Promoted as a film that “represents the voice of those LGBTQ Jamaicans who are often publically ridiculed and beaten in the streets by angry mobs,” Blake’s expose offers “a cultural exploration of the influence of western religion, the lasting effect of colonization, misogyny and fear of the unknown.”

Slated to begin at 7:30 p.m. on May 1 at the Faison Firehouse, 6 Hancock Place, (between 125th & Morningside Ave.) in Harlem, the film about the stories of “Jamaican people who have long suffered from brutal treatment by their fellow Jamaicans and a political system that offers little protection” will be screened at the same time throughout the weekend with a matinee at 3 p.m. on Sunday.

According to Blake, “The documentary is a searing, at times poignant depiction of the myriad of perspectives surrounding the topic of intolerance and violence towards same gender loving (SGL) lesbians, gays, bisexuals and transgender living in Jamaica.”

The film has already been screened in Jamaica.

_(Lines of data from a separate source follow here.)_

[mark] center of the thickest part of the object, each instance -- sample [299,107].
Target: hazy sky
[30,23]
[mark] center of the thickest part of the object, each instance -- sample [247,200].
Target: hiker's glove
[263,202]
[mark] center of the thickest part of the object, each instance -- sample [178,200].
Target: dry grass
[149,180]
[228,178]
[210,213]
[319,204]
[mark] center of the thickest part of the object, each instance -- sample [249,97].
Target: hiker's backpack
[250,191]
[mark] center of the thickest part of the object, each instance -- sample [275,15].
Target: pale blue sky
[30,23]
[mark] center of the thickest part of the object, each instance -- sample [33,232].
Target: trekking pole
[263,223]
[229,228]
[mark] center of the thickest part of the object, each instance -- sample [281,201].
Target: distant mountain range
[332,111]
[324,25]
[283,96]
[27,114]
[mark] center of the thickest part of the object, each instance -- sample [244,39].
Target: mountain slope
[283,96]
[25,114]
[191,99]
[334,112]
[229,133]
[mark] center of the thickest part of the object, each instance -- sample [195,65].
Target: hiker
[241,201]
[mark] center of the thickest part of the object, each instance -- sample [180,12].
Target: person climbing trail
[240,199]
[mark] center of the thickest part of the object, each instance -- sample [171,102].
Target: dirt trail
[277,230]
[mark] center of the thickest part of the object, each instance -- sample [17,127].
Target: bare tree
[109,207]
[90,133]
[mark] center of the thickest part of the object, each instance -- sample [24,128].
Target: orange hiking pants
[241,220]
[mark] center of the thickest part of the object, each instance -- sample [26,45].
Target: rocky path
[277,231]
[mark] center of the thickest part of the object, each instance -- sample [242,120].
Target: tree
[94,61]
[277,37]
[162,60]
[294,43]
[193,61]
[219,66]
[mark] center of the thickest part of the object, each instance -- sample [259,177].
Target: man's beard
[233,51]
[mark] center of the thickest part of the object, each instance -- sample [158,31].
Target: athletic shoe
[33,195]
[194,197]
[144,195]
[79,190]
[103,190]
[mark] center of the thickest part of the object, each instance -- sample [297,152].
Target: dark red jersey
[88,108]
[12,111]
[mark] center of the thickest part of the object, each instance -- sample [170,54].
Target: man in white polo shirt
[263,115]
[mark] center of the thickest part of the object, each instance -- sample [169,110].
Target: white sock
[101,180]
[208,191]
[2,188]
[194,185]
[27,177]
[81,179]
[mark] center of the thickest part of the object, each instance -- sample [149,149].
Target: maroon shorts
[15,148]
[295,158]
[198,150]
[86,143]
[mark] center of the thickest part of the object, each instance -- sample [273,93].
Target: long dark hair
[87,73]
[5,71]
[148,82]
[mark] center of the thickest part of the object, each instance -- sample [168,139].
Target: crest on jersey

It was received “amid heated anti-homosexual protest, prompting media attention and open discussions on the Human Rights of the SGL/LGBT community in Jamaica.” Regardless of which side of the lifestyle one advocates, “Taboo…Yardies” is sure to trigger controversy and at the very least spark conversation. Reportedly, a portion of the proceeds from the opening night reception will help fund LGBTQ safe space charities in Jamaica; Quality Citizenship Jamaica (JCL).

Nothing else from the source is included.